The Wellington-headquartered company yesterday told the NZX that the first zone had been perforated in preparation for hydraulic fracturing (fraccing) operations to start later this week.
Austral said that following perforation of a 21m zone below about 4800m, the well exhibited good “injectivity and moderate flowback” against the fluid column within the wellbore – which was “a satisfactory prelude” to fraccing operations.
A mini frac for evaluation purposes would be followed by the main frac, with flows expected around the coming weekend. A report on testing of this first zone would be made after stable flow results had been achieved.
Meanwhile, jet-pump testing of the nearby Cheal-A4 well had produced over 28,500 barrels of oil from the shallow Miocene-aged Mount Messenger and Urenui pay zones.
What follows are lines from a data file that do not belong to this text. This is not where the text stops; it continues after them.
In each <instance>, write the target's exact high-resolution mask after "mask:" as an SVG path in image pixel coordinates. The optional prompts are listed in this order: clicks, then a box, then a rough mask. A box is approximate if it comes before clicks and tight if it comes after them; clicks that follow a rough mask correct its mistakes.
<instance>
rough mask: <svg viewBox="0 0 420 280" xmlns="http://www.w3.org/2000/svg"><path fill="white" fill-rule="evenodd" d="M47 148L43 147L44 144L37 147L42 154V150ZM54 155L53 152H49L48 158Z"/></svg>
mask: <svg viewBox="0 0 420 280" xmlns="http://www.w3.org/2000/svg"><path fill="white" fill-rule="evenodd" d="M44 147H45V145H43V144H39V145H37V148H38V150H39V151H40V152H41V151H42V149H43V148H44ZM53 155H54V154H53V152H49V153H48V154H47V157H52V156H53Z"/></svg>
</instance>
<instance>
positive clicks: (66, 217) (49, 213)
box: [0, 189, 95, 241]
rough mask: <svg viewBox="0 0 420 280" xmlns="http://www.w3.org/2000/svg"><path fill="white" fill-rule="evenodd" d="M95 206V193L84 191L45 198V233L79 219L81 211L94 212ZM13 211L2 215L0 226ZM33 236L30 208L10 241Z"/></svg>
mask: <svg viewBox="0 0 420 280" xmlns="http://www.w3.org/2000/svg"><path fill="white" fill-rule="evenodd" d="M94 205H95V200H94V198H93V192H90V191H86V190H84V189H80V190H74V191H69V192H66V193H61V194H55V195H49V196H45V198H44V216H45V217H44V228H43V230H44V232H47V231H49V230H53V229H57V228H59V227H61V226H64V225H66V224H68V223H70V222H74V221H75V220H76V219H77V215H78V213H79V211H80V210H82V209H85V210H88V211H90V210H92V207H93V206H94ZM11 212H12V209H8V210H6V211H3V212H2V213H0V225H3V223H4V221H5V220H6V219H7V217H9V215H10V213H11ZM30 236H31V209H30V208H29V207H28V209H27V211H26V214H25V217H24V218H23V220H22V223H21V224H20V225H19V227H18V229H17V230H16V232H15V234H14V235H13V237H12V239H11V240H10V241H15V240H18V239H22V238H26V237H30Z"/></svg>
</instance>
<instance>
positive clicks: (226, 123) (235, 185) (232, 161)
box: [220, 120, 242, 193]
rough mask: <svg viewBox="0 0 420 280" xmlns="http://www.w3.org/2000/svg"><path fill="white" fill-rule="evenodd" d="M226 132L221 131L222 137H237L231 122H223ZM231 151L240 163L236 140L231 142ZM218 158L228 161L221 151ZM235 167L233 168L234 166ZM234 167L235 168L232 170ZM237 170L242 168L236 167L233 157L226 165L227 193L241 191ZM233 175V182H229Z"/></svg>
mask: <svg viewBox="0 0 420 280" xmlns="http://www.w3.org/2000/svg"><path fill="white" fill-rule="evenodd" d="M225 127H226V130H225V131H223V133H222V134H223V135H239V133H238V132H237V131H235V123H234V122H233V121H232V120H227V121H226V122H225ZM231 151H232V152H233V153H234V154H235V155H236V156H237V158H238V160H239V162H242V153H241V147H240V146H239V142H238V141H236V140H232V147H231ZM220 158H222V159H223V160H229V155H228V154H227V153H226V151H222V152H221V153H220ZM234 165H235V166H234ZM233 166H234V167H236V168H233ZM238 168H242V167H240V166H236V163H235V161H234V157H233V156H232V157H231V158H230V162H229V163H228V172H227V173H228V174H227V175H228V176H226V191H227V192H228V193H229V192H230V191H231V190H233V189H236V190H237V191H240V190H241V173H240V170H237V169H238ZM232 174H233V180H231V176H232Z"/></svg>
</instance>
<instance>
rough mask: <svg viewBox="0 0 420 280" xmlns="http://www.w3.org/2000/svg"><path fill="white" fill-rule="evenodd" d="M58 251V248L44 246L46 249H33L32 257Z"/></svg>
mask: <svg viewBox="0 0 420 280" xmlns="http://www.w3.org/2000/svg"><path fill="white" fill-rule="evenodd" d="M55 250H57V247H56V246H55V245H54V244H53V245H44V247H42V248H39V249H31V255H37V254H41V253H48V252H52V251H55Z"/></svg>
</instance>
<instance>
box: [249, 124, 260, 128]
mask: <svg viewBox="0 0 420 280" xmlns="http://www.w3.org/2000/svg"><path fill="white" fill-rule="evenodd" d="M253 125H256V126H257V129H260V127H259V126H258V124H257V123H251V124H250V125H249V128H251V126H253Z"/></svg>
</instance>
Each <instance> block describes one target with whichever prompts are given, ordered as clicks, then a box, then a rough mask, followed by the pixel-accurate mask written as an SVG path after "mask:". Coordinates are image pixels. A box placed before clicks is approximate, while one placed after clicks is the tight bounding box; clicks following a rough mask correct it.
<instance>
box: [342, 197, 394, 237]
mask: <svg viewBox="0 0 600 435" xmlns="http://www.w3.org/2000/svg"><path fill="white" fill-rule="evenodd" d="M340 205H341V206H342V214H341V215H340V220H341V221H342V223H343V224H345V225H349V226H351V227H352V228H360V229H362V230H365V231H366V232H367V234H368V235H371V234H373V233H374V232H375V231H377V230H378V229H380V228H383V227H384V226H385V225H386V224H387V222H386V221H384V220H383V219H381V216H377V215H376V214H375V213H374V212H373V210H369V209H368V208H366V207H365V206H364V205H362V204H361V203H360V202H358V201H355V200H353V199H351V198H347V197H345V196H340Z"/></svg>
Austral chief executive Dave Bennett said he anticipated successfully employing this technology at nearby Cheal-A3X and other future wells.
Bennett said Austral had a report from Sproule International, of Calgary, which evaluated the Cardiff resource and Cheal reserves within PEP 38738 in accordance with Canadian standard NI 51-101.
The report identified an 11square kilometre area where gas and condensate within the Eocene-aged Kapuni reservoirs were recognised on the basis of Cardiff logs, 2D seismic and other relevant data.
Sproule estimated a 50% probability of gross gas (condensate) in place as 215 bcf (12.8 million barrels) and a 10% probability of 341 bcf (21.5 million barrels).
Sproule booked original recoverable oil at Cheal as 1.511 million barrels of proven, developed and undeveloped reserves and 1.425 million barrels of probable reserves within the Mt Messenger-Urenui pays, according to Bennett.
“This Sproule report provides a useful independent initial assessment of the Cheal and Cardiff fields," he said.
"Both are 'works in progress', and we can anticipate significant changes to these figures in the light of ongoing production performance, further drilling and the planned 3D seismic survey over these fields.”
Austral operates PEP 38738 for both shallow and deep gas, and in late 2003 Bennett said he believed the Cardiff and Cheal prospects could hold 1 tcf or more of recoverable gas.
Bennett today added that Austral had recently completed a seismic program over the Angus prospect within its onshore Taranaki licence PEP 38736. the company was also presently acquiring seismic within its East Coast Basin licence PEP 38330, and would shortly be acquiring about 10km of onshore-offshore 2D seismic in its near-shore Taranaki licence PEP 38492.
The PEP 38738 shallow partners are: operator Austral (36.5%), Cheal Petroleum (30.5%) and International Resource Management (33%). The PEP 38738 (deep) partners are: operator Austral (25.1%), Genesis Energy (40%), Cheal Petroleum (15.1%) and IRM (19.8%).